Assim, no filme de Scott, a trajetória de Rick Deckard, o caçador de androides interpretado por Harrison Ford, é recodificada ao mostra-lo como um agente aposentado, que já matara um ser humano por engano. Em sua busca pelos replicantes rebeldes, ele visitará a Corporação Tyrrel, fabricante dos androides e conhecerá o próprio criador destes seres. Lá, também, encontrará a misteriosa Rachael, androide com memórias implantadas, que acredita ser humana. É no grupo de replicantes, porém, que se encontrará a grande chave de leitura do filme. Se no livro os androides buscam ser aceitos socialmente, adaptando-se aos hábitos e padrões humanos, no filme, há uma motivação mais específica e paradigmática para traze-los de volta à Terra. Liderados por Roy Batty, interpretado por Rutger Hauer, os replicantes fugitivos estão em busca de seu criador, para que este lhes responda por que todos os androides são automaticamente desativados. Mais do que isso: os replicantes procuram pelo criador na esperança que este reverta a desativação, possibilitando-lhes a vida eterna. Este Leitmotiv confere à produção de Ridley Scott um profundo conteúdo teológico.
Quando as máquinas buscam seu fabricante
Parece ficar claro, ao longo do filme, que os replicantes representam a própria condição humana. Ameaçado pela iminência do não-ser, o ser humano busca um sentido absoluto para sua relatividade temporal, procurando religar-se ao mistério que lhe deu vida e lhe trará a morte.
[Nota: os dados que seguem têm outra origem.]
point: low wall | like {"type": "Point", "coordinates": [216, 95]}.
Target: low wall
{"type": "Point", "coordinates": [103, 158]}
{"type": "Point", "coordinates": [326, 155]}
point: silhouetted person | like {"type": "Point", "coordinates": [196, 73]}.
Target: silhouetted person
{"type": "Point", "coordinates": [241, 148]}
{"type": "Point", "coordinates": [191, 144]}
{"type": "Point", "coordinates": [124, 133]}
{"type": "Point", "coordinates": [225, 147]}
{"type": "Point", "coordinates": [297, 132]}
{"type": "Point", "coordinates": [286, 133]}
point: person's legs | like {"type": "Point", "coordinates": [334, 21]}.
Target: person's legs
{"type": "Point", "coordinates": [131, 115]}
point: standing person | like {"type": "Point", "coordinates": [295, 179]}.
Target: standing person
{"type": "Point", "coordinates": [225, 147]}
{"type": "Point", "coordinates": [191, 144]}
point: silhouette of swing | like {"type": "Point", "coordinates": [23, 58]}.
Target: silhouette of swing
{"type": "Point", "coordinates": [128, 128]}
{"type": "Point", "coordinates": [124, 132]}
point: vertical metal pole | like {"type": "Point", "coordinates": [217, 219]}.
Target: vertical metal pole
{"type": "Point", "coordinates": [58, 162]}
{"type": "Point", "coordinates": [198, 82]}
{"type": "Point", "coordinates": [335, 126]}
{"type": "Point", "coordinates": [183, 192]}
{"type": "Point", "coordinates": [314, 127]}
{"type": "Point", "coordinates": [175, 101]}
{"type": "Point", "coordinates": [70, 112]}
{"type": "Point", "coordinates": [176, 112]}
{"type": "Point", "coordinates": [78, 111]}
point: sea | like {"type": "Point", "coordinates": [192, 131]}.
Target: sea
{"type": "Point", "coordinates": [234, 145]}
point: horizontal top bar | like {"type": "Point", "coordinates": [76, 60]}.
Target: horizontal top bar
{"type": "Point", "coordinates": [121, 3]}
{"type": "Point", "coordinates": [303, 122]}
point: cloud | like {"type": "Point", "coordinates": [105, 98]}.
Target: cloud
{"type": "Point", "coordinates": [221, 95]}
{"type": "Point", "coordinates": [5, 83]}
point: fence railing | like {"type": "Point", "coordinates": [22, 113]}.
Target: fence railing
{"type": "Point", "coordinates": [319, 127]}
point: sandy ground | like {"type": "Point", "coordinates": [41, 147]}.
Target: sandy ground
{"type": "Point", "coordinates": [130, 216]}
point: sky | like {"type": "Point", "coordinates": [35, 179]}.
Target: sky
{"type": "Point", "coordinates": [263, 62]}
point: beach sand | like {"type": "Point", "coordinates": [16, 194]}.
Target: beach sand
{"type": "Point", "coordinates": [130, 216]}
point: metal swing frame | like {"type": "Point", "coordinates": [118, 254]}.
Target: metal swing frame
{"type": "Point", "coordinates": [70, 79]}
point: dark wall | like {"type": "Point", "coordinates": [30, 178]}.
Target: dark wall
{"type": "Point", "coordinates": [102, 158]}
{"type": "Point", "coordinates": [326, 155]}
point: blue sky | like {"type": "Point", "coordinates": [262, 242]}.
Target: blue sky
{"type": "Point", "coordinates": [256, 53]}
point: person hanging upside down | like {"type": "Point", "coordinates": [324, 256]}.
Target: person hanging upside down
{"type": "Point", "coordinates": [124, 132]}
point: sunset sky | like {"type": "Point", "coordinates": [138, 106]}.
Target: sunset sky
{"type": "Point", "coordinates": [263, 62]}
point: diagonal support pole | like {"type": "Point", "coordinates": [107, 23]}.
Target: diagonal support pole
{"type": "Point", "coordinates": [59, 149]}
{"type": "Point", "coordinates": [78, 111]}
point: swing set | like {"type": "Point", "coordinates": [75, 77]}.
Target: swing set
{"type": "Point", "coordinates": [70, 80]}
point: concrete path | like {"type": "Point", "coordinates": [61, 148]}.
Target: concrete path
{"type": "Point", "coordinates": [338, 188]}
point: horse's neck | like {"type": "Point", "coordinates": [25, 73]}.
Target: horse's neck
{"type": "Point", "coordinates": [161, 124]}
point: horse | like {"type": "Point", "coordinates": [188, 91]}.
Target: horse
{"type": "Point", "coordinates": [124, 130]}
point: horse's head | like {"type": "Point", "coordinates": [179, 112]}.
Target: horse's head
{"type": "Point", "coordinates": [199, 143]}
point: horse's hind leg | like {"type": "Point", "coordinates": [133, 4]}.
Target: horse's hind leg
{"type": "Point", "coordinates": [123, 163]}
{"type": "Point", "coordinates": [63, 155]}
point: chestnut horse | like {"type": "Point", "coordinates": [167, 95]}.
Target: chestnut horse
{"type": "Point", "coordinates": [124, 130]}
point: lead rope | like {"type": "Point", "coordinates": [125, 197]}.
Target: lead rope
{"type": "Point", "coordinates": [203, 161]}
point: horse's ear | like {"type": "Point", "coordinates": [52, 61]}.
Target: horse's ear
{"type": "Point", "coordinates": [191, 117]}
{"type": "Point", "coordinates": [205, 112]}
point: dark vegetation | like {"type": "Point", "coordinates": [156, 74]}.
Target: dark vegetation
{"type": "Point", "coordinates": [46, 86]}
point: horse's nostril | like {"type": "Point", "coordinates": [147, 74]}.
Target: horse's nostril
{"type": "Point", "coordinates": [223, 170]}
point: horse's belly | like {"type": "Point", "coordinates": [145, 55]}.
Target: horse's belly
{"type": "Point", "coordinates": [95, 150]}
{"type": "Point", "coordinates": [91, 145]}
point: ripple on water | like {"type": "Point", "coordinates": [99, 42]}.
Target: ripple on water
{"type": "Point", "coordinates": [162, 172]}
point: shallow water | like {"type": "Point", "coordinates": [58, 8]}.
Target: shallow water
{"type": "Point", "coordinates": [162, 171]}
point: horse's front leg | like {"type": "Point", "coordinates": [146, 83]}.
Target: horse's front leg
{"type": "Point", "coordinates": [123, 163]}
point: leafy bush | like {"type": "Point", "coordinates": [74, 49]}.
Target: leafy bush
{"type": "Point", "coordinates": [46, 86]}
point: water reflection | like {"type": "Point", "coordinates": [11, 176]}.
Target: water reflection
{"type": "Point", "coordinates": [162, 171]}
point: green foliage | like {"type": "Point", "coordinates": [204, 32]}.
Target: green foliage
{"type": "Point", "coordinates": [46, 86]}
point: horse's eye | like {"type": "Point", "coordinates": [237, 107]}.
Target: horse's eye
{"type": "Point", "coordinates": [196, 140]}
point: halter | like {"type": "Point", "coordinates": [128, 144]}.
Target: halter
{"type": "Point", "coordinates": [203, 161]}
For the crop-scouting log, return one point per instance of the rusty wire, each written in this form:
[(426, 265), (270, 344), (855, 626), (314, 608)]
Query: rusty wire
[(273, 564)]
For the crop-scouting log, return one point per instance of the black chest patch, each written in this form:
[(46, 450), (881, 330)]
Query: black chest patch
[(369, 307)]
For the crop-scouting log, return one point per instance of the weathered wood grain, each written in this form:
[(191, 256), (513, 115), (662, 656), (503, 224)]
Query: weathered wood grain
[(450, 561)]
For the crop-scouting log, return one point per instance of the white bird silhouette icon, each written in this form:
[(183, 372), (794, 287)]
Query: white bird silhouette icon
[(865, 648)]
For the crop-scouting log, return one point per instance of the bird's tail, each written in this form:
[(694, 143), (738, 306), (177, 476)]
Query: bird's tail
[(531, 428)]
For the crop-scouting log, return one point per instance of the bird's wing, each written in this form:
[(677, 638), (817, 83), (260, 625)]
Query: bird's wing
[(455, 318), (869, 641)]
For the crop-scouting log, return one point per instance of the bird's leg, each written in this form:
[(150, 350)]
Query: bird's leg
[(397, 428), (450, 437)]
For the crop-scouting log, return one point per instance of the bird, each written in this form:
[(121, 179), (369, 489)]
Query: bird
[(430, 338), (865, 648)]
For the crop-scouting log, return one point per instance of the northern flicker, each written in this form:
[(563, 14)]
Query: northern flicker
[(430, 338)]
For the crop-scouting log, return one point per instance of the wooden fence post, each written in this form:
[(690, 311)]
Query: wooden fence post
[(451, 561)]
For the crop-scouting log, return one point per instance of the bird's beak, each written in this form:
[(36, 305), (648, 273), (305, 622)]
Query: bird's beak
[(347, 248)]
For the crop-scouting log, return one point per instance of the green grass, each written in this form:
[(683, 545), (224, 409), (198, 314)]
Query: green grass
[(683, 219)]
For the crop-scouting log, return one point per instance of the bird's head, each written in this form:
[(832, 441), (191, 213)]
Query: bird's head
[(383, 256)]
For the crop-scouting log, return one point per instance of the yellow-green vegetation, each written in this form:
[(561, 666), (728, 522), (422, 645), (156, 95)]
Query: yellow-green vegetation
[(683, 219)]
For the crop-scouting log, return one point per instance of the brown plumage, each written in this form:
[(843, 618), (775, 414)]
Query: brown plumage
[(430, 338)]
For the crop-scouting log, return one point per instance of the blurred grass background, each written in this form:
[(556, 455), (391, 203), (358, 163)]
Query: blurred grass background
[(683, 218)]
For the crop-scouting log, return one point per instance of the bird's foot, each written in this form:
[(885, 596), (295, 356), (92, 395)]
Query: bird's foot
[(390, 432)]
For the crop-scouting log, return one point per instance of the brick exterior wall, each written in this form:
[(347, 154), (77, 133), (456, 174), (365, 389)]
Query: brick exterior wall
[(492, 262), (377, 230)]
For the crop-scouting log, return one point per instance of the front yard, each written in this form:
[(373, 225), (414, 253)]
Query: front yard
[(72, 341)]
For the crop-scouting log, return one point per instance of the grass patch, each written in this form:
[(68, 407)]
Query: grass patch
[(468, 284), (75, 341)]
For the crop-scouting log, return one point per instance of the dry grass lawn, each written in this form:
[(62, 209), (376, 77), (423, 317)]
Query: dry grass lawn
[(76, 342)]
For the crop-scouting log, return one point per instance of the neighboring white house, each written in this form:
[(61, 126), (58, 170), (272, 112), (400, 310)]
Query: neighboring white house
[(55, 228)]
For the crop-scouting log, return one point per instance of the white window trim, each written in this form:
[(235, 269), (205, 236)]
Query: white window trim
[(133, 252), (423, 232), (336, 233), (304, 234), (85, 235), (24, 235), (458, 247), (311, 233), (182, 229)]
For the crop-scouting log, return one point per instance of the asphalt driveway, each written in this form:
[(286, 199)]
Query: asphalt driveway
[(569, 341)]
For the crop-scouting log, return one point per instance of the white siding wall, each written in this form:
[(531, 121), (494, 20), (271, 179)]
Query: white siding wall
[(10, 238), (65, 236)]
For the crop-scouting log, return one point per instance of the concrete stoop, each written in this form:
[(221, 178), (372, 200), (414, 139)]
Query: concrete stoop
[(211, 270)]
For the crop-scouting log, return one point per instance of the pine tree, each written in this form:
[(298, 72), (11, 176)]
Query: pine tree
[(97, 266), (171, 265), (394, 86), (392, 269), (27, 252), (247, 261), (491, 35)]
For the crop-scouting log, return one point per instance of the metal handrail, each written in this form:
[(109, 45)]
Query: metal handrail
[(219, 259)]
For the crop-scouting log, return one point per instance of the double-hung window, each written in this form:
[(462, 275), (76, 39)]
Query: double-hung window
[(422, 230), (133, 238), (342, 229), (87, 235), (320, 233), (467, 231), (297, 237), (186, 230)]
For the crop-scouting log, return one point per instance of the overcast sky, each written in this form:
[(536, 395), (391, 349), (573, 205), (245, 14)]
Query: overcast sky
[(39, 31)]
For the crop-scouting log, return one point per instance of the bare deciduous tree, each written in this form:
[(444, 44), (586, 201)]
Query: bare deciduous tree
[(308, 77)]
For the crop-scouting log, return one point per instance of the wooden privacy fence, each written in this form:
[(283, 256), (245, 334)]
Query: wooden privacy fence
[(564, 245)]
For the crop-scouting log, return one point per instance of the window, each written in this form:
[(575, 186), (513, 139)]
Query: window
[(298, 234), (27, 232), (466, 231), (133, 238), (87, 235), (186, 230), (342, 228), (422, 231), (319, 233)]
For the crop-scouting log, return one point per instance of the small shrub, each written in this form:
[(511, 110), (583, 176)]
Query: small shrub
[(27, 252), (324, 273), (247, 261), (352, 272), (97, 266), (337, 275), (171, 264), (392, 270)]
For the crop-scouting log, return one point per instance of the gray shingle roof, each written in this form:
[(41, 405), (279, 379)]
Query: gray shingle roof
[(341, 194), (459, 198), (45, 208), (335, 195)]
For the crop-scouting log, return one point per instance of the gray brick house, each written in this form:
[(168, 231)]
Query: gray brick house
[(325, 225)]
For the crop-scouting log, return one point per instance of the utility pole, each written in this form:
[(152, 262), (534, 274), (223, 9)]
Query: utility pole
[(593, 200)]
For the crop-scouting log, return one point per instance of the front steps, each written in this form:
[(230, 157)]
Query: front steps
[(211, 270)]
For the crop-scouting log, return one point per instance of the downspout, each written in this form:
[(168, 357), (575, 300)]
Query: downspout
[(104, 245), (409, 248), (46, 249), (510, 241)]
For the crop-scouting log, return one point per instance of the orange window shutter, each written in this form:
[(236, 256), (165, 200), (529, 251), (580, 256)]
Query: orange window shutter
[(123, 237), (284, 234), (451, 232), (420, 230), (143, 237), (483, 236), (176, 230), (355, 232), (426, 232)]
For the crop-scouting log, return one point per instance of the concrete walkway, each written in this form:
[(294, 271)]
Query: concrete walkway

Nesta dinâmica existencial encontra-se a própria gênese do Fenômeno Religioso, que é a tradução cultural das grandes buscas humanas por ressignificação da vida diante da morte. Nesse sentido, pode-se perceber claramente no filme, os três elementos que compõem este fenômeno: a religiosidade, a fé e a religião.
O primeiro, que se refere à grandes perguntas existenciais que o ser humano naturalmente vai se fazendo, se encontra na própria busca empreendida pelos replicantes para que sua desativação seja revertida. Além, disso, na medida em que Rachael assume sua condição de androide, ela percebe que precisa fazer novas perguntas, uma vez que as respostas nas quais acreditava já não fazem mais sentido. O ápice da religiosidade, porém, se encontra no diálogo final entre Roy Batty, o líder dos replicantes e Rick Deckard, seu perseguidor: quando sente que o processo de desativação começou, Batty declara sua desolação diante de seu fim. Ele relata, maravilhado, os fatos incríveis que já testemunhou e conclui dizendo que tudo aquilo ficará perdido, como lágrimas na chuva. Nesta mesma sequência podemos identificar, também, a dimensão da fé, pois ali se dá a conversão de Rick Deckard. Tendo sido sempre um perseguidor e matador de replicantes, ele se dá conta que a busca que seus supostos inimigos faziam era a mesma que qualquer um faz: a busca por respostas essenciais e sentido existencial. De certa forma, o personagem interpretado por Harrison Ford passa por um processo semelhante ao de Paulo: feroz perseguidor de cristãos, muda completamente sua visão ao ficar frente à frente com o crucificado-ressuscitado, que o questiona sobre suas certezas. Além disso, o filme retrata Roy Batty como uma espécie de messias replicante, capaz de fazer seguidores, formando uma comunidade com os outros androides que ele liderava e de empreender um sacrifício final em nome do que acreditava. Visualmente, isso se traduz por dois elementos marcantes: ao sentir o início da desativação, Batty atravessa um prego em sua mão, para que, sentindo dor, não entrasse em inércia. E, na perseguição ao caçador, ele captura uma pomba banca e a mantém em suas mãos até expirar. Ao ser solta, a pomba alça voo e a câmera mostra que, enquanto ela sobe aos céus, as nuvens se abrem, mostrando uma luz solar que se faz ausente durante todo o filme. O terceiro elemento, a religião, se dá por trás da quarta parede, que separa o filme do público. E, com isso, voltamos ao início do texto.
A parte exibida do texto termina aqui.